4.13.2011

Tick tock

Hmm...I haven't written in a few days mainly because I haven't had much positive to say and I don't want you all to think I'm such a negative person.  I know I have definitely been very negative lately, but that's not really me at all.  And it makes me even angrier at my work that they are making me into this bitter, angry person!  (which just sounds silly to say but it's the truth)  So I'm trying...trying not to focus on the negatives and focus on the positives, trying not to care as much about the things that are hurtful that go on around here and just show up for work and earn my paycheck and benefits, trying to figure out what's next for me and how to make it happen, trying to have patience to wait it out and find out what is in store for me.  I know there is a plan, just can't wait to see where that plan will take me.  It's time...

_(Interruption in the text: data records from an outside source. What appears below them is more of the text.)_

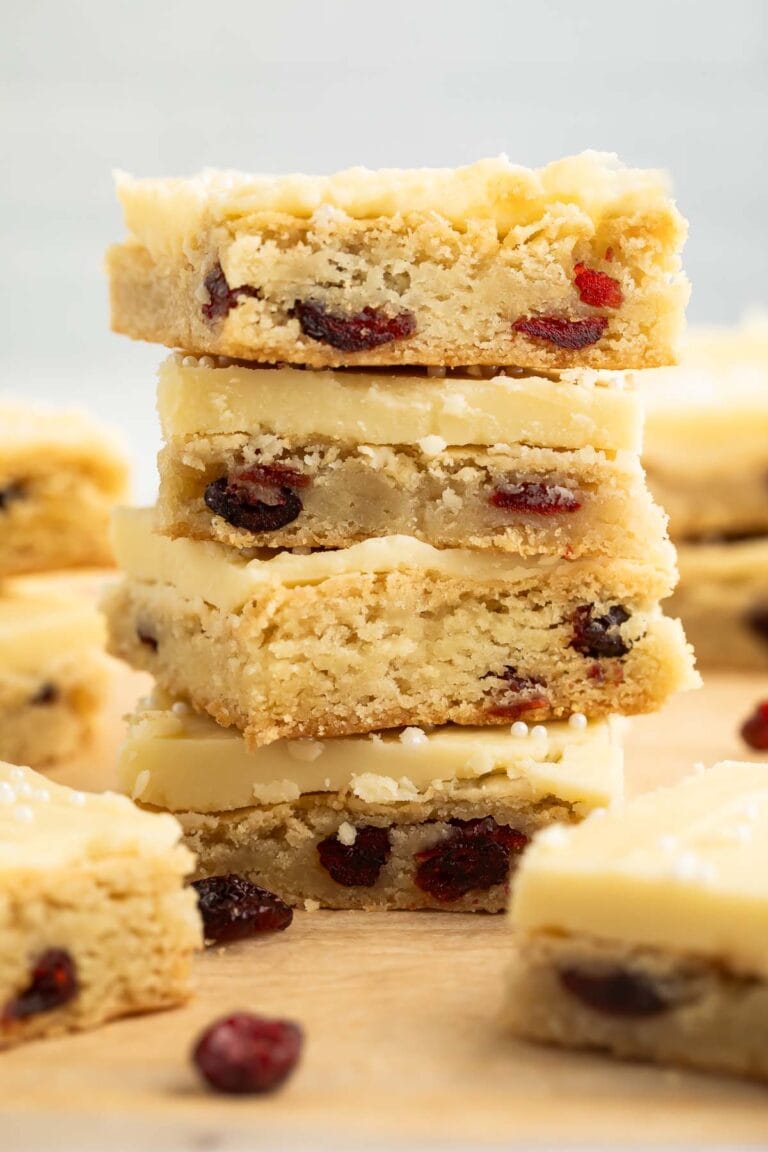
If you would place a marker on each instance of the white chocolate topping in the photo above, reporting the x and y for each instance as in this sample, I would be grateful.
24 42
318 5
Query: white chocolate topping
578 410
189 763
681 869
36 628
167 214
45 826
227 580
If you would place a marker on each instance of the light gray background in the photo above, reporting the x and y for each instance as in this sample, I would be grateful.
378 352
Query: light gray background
168 88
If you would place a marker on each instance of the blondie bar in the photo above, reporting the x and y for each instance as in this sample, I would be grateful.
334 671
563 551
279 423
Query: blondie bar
645 931
389 633
94 922
706 445
281 457
722 599
570 265
53 675
396 819
60 475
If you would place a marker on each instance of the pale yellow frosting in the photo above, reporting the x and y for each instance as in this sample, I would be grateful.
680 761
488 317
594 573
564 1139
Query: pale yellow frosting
36 628
168 214
45 826
179 760
228 580
582 409
679 869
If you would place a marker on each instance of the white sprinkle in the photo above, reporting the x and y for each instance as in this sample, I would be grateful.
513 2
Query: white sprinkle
413 737
305 750
139 783
432 445
347 834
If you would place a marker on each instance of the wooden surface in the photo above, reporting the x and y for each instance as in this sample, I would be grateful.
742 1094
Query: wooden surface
402 1021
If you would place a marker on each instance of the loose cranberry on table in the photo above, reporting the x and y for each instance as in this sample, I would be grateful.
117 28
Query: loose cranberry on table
754 729
248 1055
234 909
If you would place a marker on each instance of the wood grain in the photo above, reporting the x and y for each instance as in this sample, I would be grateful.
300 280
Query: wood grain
404 1040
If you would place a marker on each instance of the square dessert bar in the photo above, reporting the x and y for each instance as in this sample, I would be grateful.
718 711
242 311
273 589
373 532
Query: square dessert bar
389 633
706 445
404 819
60 475
644 932
722 599
94 921
53 674
281 457
571 265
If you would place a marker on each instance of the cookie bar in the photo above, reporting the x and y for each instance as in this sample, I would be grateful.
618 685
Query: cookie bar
706 445
645 932
94 922
53 675
571 265
722 599
280 457
389 633
60 475
396 819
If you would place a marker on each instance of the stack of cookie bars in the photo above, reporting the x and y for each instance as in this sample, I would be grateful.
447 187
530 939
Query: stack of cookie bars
393 593
60 475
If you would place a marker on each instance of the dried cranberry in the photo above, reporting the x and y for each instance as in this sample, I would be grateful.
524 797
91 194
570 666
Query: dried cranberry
221 297
248 1054
600 636
10 494
597 288
146 637
754 729
614 992
233 909
46 694
535 498
258 499
53 983
757 620
555 330
518 695
369 328
473 857
356 865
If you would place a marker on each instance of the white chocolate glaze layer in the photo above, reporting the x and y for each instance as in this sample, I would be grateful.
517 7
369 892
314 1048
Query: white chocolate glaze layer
176 759
582 409
679 869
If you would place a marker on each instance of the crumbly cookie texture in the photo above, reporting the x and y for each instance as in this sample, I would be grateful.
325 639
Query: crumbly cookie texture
706 445
400 819
570 265
61 472
389 633
722 599
94 921
256 486
645 931
54 675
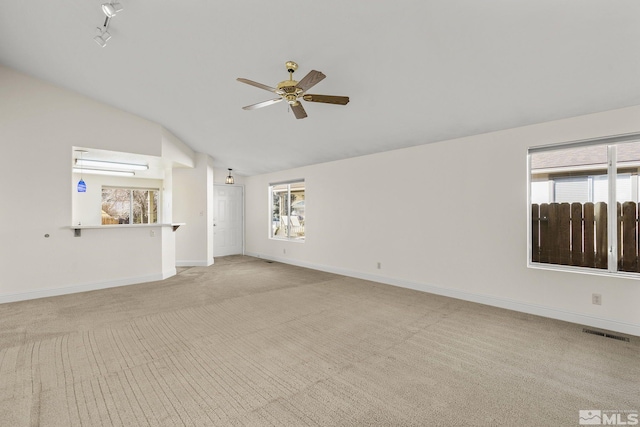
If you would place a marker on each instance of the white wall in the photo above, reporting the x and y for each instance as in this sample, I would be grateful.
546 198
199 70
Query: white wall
39 125
193 205
448 218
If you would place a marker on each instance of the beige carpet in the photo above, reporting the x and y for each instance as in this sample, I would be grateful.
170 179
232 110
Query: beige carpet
247 342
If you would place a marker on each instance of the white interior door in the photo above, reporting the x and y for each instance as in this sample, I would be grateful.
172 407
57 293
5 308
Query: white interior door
228 220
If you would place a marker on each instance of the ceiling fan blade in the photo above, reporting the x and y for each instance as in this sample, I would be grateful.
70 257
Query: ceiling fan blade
298 111
327 99
313 78
260 85
262 104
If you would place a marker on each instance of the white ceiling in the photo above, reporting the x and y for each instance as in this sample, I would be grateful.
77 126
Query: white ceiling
417 71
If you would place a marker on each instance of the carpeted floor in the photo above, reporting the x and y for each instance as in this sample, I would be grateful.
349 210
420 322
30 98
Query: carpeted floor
248 342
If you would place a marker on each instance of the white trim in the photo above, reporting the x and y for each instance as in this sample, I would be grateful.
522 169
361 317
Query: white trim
44 293
523 307
198 263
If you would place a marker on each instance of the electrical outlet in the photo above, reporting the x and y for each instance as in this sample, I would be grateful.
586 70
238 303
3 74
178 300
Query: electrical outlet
596 299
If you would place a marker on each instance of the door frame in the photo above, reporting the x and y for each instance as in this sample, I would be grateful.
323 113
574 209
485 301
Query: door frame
241 186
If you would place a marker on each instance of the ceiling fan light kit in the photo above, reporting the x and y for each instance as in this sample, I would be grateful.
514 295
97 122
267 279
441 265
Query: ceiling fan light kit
293 91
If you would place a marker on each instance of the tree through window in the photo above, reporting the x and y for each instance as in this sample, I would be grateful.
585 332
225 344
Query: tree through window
129 205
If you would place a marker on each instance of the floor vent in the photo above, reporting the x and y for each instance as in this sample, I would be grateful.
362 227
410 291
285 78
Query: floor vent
606 335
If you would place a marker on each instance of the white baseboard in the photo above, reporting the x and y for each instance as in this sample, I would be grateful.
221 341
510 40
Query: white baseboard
199 263
538 310
52 292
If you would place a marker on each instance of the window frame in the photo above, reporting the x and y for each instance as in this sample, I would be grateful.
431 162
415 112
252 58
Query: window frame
131 204
289 183
611 143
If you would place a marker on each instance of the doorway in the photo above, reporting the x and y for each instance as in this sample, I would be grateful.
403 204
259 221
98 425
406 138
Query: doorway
228 220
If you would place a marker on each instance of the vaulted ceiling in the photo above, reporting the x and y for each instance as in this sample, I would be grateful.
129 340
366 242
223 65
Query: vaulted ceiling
417 71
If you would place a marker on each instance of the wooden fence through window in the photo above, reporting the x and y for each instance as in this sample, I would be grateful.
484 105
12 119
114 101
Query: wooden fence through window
576 234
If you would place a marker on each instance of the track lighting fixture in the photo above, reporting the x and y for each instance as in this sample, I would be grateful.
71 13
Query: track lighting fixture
110 9
229 179
102 36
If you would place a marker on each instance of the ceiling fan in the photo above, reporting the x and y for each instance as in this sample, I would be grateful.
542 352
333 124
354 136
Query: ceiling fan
292 91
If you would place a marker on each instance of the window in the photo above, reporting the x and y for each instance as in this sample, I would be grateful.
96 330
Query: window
129 205
584 204
287 215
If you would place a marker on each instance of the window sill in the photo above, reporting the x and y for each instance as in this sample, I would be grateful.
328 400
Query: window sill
584 270
77 229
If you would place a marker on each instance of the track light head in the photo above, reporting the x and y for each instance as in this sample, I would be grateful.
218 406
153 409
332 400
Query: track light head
110 9
101 42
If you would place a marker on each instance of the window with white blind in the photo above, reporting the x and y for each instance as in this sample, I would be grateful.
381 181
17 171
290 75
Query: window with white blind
287 210
584 210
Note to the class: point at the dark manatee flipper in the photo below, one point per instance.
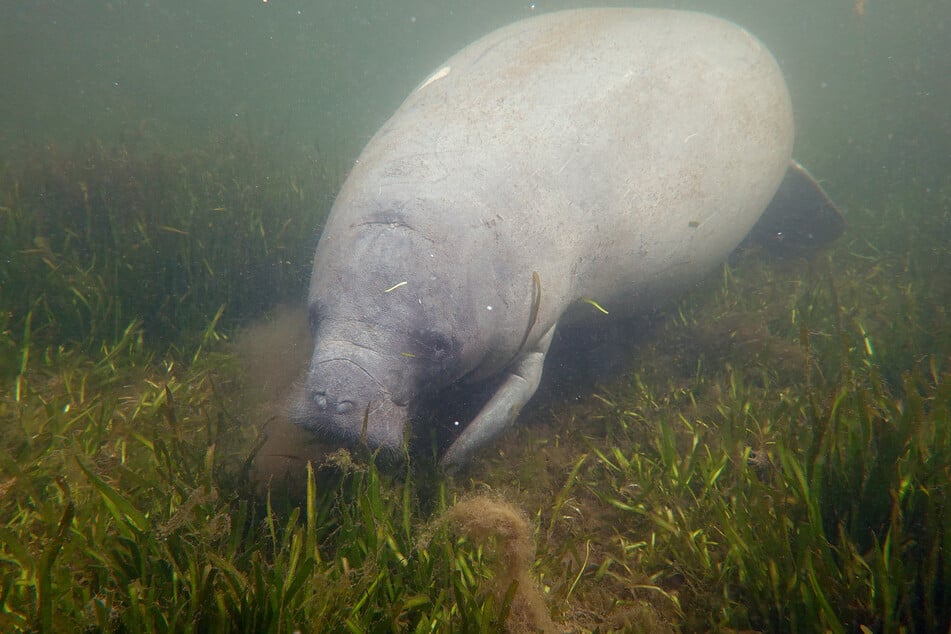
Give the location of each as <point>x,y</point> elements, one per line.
<point>801,217</point>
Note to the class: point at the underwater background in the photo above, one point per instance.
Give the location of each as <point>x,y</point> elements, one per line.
<point>775,457</point>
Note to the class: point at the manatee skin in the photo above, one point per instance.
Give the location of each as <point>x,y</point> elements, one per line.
<point>612,155</point>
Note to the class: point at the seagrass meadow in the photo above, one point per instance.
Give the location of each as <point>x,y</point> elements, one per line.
<point>776,457</point>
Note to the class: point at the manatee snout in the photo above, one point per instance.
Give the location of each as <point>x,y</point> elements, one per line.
<point>341,400</point>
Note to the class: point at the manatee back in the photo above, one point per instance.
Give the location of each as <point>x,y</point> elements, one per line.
<point>616,153</point>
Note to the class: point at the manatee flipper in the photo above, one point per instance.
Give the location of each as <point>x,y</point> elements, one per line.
<point>800,218</point>
<point>500,411</point>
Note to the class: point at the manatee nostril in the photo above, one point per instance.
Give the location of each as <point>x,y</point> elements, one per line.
<point>320,400</point>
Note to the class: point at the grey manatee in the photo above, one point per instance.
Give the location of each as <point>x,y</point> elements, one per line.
<point>569,168</point>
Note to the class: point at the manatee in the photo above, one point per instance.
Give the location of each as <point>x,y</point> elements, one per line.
<point>570,168</point>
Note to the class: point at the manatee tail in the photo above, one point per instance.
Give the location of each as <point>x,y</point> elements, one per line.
<point>801,217</point>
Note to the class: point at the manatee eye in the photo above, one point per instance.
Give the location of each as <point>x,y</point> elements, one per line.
<point>435,347</point>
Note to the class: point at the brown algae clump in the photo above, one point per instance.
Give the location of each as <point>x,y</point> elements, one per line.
<point>486,520</point>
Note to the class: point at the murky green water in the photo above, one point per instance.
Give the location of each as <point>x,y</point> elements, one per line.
<point>775,457</point>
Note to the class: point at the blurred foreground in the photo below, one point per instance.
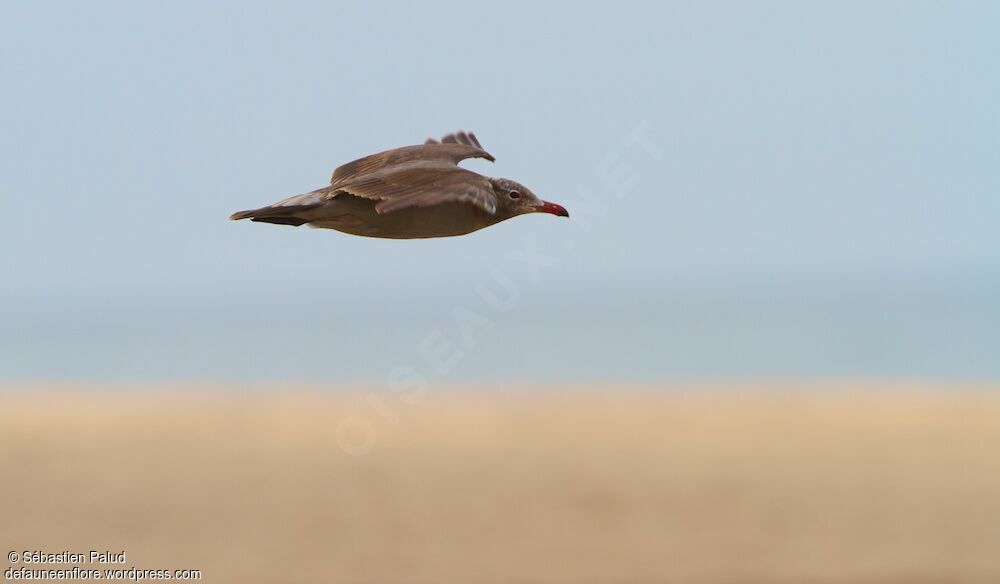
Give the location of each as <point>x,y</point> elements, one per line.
<point>750,483</point>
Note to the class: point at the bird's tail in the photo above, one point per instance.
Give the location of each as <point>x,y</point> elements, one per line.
<point>284,215</point>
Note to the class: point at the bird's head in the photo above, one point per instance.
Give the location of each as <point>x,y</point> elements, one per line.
<point>513,198</point>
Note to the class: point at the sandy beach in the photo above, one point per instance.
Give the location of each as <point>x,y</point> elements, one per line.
<point>783,482</point>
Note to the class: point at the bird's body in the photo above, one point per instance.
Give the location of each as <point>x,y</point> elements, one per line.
<point>409,193</point>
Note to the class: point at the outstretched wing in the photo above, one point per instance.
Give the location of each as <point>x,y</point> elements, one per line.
<point>422,185</point>
<point>452,149</point>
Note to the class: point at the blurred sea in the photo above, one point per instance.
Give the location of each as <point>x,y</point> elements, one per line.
<point>764,325</point>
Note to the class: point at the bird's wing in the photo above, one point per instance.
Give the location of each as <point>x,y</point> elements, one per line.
<point>452,149</point>
<point>422,185</point>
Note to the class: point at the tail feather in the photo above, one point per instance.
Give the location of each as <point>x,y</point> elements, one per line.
<point>283,215</point>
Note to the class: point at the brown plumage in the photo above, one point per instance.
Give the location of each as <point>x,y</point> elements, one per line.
<point>407,193</point>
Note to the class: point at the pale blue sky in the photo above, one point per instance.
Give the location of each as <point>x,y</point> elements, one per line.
<point>825,199</point>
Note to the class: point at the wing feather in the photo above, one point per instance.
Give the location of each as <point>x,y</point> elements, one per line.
<point>452,149</point>
<point>421,185</point>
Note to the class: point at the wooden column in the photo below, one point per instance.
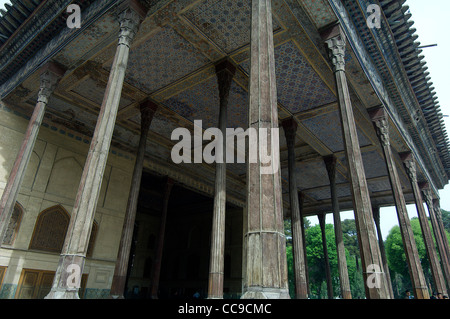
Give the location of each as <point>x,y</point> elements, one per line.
<point>156,272</point>
<point>301,286</point>
<point>376,217</point>
<point>265,275</point>
<point>73,255</point>
<point>330,164</point>
<point>437,210</point>
<point>436,230</point>
<point>147,109</point>
<point>301,199</point>
<point>225,72</point>
<point>50,74</point>
<point>325,256</point>
<point>418,281</point>
<point>436,271</point>
<point>369,250</point>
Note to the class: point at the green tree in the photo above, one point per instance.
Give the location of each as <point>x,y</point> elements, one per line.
<point>315,259</point>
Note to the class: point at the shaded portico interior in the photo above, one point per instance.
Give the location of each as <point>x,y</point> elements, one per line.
<point>172,63</point>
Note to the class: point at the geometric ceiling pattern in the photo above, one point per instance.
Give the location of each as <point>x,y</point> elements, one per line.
<point>201,102</point>
<point>299,88</point>
<point>327,127</point>
<point>163,58</point>
<point>226,21</point>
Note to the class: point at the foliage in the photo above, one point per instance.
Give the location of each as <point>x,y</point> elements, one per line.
<point>394,250</point>
<point>397,259</point>
<point>316,262</point>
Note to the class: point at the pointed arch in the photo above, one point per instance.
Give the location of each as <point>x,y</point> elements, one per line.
<point>50,229</point>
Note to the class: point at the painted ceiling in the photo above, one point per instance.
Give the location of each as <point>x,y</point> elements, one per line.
<point>172,62</point>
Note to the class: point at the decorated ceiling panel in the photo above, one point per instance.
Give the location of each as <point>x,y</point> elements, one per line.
<point>201,102</point>
<point>327,128</point>
<point>299,88</point>
<point>225,22</point>
<point>162,59</point>
<point>172,63</point>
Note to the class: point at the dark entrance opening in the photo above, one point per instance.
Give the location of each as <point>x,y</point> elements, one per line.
<point>186,251</point>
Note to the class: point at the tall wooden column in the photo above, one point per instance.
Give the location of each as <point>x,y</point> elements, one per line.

After delaying my review for days/weeks, I am finally scheduled to have my review in 1.5 hours.  I am dreading it.  Moreso because it is never a good thing here.  Actually, let me rephrase that - it hasn't been a good thing for the past few years.  Funny thing is that when I was brand new to the job and knew nothing about recruiting, I always got the highest rating, etc.  Now suddenly, when I've been here almost 6 years and am lightyears ahead of where I was before, I never seem to be able to get the highest rating (2nd hightest but still).  And after the year I've had where I worked my butt off in both my regular job, the job I am doing for our GLOBAL recruiting team, AND for my local office in setting up a new mentorship program and training program, I find it hilarious that I likely will not be getting the highest rating.  Actually not hilarious - just infuriating! 

I also hate it because my boss typically hands me the review, tells me to read it while she stares at me (awkward!!!) and then wants to "talk about" which involves me having to push her on things I have questions about, her not having any answers, and her getting offended that I'm asking...I can't wait!  Here's hoping I can live through the next few hours and just have this bs over with!  Then maybe I can try to adjust my attitude to deal with this place for the temporary time being and keep working to find something new for the future.  Wish me luck!

1 comment:

Teagan B. Sawyer said...

Oh good luck! I will be thinking of you. It sounds like they would be crazy not to give you the highest review! I will be thinking of you...keep me posted.